NO has been postulated to inhibit apoptosis by a variety of mechanisms including inhibition of transcription factor-dependent Fas ligand expression (17), cGMP-dependent signaling cascades (19), and direct nitrosylation of caspases 3 and 8 (21, 22, 23). It was also shown that in melanoma cells endogenously produced NO has antiapoptotic effects (38). The models of apoptosis used in the present study are not Fas dependent, and NO exerted its inhibitory effect on apoptosis even when soluble guanylyl cyclase (ODQ) and PKG (KT5823) were blocked (data not shown). Therefore, we pursued the possibility that NO inhibits apoptosis by nitrosylating caspase 9. Our studies using the cell-free system and recombinant enzyme caspase 9 suggest that caspase 9 can be directly nitrosylated. Evidence for in vivo caspase 9 nitrosylation was provided by demonstration of the release of NO by HgCl₂ from immunoprecipitated caspase 9. Collectively, these data suggest that NO may also inhibit apoptosis by nitrosylating caspase 9.
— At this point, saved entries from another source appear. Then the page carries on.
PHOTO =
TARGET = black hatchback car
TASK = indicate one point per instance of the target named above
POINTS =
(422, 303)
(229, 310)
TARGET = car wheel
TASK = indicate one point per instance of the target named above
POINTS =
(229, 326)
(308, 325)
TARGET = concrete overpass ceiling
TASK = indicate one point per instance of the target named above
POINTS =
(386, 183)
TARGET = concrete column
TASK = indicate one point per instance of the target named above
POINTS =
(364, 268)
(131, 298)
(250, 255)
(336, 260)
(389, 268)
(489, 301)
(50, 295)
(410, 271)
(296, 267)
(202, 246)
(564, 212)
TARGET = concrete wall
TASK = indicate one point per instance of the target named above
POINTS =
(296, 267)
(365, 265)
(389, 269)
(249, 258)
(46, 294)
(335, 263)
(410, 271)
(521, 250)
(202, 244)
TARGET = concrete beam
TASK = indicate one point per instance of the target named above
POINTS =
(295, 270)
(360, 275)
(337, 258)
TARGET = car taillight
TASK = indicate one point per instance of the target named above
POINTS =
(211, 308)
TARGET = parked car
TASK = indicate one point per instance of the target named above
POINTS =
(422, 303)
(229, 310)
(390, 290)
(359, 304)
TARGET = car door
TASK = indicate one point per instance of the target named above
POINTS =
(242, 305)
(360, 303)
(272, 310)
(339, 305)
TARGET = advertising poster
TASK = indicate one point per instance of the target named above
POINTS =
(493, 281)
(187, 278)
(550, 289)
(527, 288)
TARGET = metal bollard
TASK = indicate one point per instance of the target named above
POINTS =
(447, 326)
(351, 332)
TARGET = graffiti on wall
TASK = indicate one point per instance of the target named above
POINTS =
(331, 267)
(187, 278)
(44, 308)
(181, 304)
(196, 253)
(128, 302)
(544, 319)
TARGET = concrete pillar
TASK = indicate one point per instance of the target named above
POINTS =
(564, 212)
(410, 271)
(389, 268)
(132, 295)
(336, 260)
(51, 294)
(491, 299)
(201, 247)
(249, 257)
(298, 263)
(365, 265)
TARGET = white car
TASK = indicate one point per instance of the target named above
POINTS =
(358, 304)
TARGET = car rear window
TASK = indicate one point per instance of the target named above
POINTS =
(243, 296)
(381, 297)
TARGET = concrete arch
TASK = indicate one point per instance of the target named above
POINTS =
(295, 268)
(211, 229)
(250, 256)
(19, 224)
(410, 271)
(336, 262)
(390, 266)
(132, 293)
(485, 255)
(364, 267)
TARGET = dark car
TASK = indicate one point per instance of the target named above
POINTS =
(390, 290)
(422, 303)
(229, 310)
The current study demonstrated NO inhibition of apoptosis downstream of cytochrome c release. The critical commitment step in the mitochondrial pathway of apoptosis has not been firmly established. Although mitochondrial dysfunction with cytochrome c release has been suggested as the commitment step for apoptosis (9), there are several recent findings suggesting that caspase 9 activation by Apaf-1 and ATP (dATP) represents the linchpin step in this cascade. For example, microinjection of cytochrome c into cells is not universally associated with apoptosis (39), and similarly, cytochrome c release from the mitochondria does not uniformly induce apoptosis (40, 41). Heat-shock proteins 27 and 70 have also been shown to inhibit apoptosis after cytochrome c release (18) by interacting with cytosolic cytochrome c or preventing recruitment of procaspase 9 to the apoptosome complex. Caspase 9-deleted embryonic stem cells are also resistant to apoptosis despite translocation of cytochrome c to the cytosol (42). These observations suggest that caspase 9 activation is essential for, and likely represents, the commitment step for the mitochondrial pathway of apoptosis. Nitrosylation of caspase 9 by iNOS-generated NO would appear to be another mechanism negatively regulating this pathway of apoptosis.
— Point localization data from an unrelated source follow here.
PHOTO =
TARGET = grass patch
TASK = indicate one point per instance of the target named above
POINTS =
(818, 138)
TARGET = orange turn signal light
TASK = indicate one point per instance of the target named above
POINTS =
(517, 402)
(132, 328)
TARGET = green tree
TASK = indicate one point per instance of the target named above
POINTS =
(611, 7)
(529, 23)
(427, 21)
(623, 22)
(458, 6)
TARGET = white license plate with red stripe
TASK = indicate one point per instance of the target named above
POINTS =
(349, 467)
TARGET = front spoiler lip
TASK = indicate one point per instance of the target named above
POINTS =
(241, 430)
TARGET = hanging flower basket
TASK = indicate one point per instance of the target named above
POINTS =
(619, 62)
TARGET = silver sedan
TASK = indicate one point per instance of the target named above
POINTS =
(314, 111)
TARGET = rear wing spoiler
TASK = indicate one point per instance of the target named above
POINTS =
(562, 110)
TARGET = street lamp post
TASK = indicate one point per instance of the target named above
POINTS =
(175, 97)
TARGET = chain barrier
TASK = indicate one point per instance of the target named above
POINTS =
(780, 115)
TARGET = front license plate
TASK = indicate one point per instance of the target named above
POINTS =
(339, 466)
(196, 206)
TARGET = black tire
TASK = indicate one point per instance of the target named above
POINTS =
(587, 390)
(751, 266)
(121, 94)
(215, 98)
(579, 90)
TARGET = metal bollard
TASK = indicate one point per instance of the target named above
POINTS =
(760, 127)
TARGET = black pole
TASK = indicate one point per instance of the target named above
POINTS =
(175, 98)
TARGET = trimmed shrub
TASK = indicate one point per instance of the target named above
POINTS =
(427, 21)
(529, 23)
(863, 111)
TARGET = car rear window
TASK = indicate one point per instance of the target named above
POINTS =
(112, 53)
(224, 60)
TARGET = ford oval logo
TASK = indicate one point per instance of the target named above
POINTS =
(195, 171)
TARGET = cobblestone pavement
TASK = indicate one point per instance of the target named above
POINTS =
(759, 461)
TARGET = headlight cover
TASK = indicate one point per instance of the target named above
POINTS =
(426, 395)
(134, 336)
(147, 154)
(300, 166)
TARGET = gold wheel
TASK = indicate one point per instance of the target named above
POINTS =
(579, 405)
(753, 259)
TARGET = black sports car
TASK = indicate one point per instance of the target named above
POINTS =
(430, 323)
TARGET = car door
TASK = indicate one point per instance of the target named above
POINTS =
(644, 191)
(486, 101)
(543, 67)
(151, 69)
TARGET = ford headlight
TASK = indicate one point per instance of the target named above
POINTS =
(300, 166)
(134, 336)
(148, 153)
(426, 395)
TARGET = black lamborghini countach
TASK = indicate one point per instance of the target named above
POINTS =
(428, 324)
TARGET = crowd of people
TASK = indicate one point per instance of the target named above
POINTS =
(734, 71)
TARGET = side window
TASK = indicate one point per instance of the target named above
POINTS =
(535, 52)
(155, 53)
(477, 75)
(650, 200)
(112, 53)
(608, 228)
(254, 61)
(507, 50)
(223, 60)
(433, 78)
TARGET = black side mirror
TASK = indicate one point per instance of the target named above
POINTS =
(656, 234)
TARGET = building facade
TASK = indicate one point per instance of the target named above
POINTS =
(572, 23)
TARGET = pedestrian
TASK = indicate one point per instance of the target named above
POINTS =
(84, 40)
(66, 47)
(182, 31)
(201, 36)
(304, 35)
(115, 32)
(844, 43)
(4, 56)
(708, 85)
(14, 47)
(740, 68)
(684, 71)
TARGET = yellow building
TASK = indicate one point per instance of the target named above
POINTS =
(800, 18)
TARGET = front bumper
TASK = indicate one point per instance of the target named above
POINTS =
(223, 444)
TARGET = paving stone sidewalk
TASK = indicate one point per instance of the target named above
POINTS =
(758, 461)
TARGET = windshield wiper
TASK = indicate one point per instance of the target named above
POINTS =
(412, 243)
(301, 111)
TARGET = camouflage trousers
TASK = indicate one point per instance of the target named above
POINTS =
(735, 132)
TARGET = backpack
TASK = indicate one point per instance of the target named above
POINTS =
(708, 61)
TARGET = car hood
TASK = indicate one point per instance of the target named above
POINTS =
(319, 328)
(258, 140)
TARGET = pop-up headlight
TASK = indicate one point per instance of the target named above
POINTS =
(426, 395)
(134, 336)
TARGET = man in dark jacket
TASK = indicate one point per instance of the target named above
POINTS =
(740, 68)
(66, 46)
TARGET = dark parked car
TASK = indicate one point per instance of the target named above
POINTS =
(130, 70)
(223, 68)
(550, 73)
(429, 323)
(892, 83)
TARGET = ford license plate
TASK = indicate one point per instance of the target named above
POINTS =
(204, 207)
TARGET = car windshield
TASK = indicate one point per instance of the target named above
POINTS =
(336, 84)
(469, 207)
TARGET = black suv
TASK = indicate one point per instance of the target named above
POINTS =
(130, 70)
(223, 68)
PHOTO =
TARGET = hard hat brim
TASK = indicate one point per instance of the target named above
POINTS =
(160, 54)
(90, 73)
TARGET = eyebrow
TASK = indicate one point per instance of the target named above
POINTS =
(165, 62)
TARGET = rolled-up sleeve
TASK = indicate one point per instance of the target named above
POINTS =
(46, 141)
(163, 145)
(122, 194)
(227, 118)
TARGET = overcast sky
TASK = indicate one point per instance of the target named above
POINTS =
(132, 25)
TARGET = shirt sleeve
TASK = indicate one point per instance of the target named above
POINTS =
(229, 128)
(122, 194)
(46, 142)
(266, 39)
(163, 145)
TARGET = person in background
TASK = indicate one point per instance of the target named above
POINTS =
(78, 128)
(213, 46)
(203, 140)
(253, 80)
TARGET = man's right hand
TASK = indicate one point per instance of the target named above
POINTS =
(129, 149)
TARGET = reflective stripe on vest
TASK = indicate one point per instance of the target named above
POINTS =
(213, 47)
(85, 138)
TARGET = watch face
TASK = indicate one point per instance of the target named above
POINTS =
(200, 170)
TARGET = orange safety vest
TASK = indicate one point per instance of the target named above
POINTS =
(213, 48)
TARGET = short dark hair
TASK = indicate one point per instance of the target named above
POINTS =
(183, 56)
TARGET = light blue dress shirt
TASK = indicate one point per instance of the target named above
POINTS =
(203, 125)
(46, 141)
Dysregulation of apoptosis has been postulated to contribute to carcinogenesis (10, 43, 44). Because many growth-promoting oncogenes induce apoptosis (oncogene-dependent apoptosis), apoptosis must be inhibited for some oncogenes to transform cells. Oncogene-dependent apoptosis is mediated by caspase 9 (45), and deletion of caspase 9 will substitute for p53 loss in promoting the oncogenic transformation of Myc-expressing cells (25). Our current studies suggest that the inflammatory mediator NO can disrupt caspase 9 function and in this respect would potentially dysregulate apoptosis and promote carcinogenesis.
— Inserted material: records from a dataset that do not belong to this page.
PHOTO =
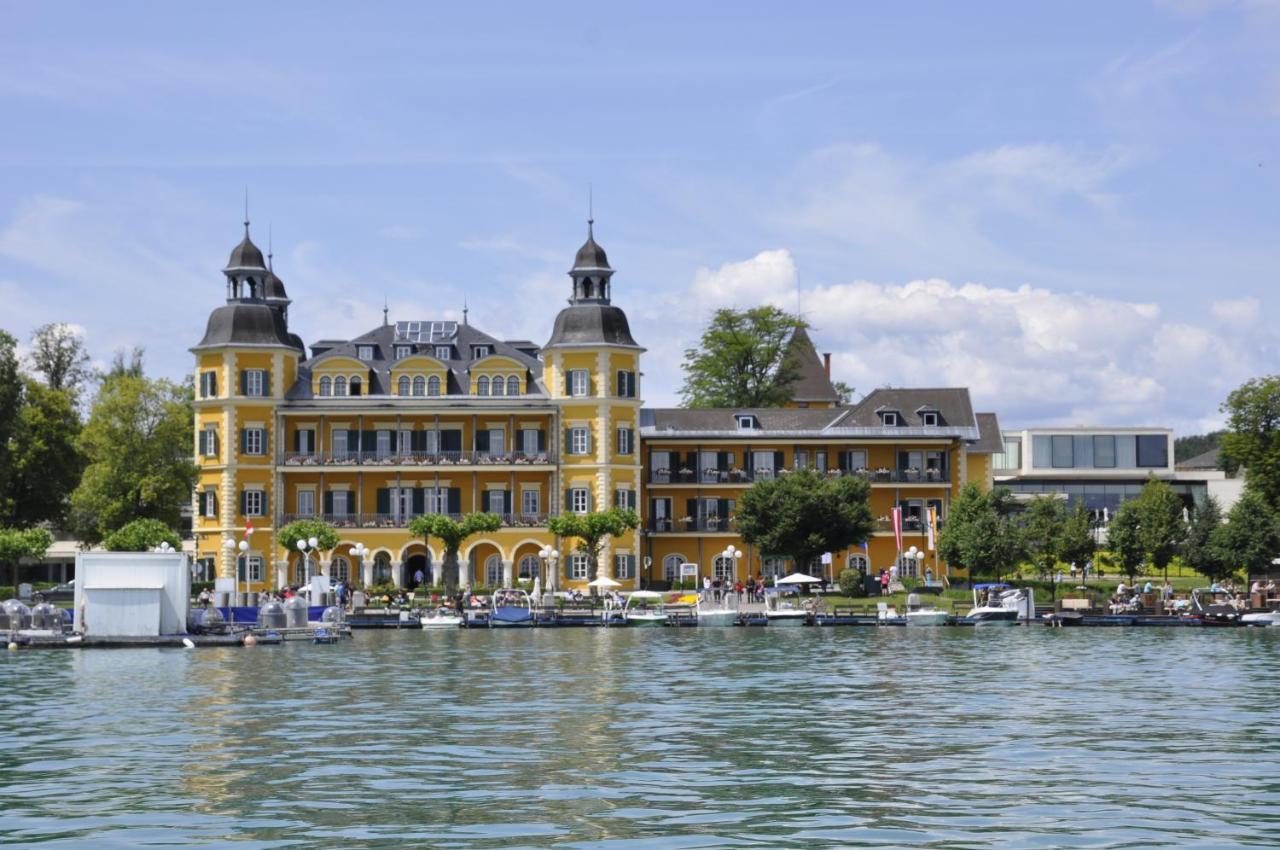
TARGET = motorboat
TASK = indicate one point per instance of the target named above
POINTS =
(511, 607)
(440, 617)
(1000, 604)
(644, 608)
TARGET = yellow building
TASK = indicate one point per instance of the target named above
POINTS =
(433, 416)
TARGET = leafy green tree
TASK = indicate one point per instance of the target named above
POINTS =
(138, 444)
(1252, 438)
(452, 534)
(740, 360)
(1160, 519)
(804, 515)
(1202, 552)
(141, 535)
(1251, 535)
(17, 544)
(45, 458)
(58, 355)
(592, 529)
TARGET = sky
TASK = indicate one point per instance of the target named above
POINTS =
(1070, 209)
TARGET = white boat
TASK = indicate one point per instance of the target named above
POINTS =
(644, 608)
(511, 607)
(442, 618)
(1000, 604)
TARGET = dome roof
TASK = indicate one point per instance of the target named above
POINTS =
(592, 324)
(246, 324)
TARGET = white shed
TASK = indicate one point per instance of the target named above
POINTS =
(132, 594)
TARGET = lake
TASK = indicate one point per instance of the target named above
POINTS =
(680, 737)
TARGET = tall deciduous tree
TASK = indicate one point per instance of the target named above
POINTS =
(592, 529)
(138, 447)
(1252, 437)
(741, 360)
(804, 515)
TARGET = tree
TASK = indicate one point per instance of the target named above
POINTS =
(45, 458)
(138, 447)
(592, 529)
(17, 544)
(1202, 552)
(804, 515)
(141, 535)
(1251, 535)
(58, 355)
(1252, 438)
(1125, 538)
(1160, 520)
(452, 533)
(741, 360)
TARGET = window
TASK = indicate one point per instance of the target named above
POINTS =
(254, 439)
(626, 441)
(255, 382)
(626, 384)
(579, 383)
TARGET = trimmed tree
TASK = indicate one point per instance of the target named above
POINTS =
(804, 515)
(590, 530)
(141, 535)
(452, 534)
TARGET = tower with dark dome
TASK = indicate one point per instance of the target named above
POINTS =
(592, 369)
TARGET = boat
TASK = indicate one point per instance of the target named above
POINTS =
(644, 608)
(511, 607)
(1000, 604)
(440, 617)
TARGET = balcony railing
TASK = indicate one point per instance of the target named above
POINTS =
(748, 476)
(416, 458)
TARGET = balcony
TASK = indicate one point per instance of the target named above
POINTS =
(416, 458)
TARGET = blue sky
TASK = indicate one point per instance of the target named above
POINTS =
(1070, 208)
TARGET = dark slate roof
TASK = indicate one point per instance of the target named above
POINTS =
(246, 324)
(951, 403)
(990, 441)
(383, 338)
(812, 383)
(592, 324)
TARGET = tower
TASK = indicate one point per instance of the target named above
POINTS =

Although it is tempting to speculate that the reactive inflammatory mediator NO mechanistically links chronic inflammation to carcinogenesis, additional studies are required to evaluate its true physiological importance. Additional studies using various models of carcinogenesis induced by chronic inflammation in wild-type and iNOS knockout mice should not only provide a more complete picture of the role of iNOS in this process but also evaluate iNOS inhibitors as potential chemopreventive drugs for reducing the occurrence of chronic inflammation-associated cancers.

We thank Sara Erickson for superb secretarial assistance.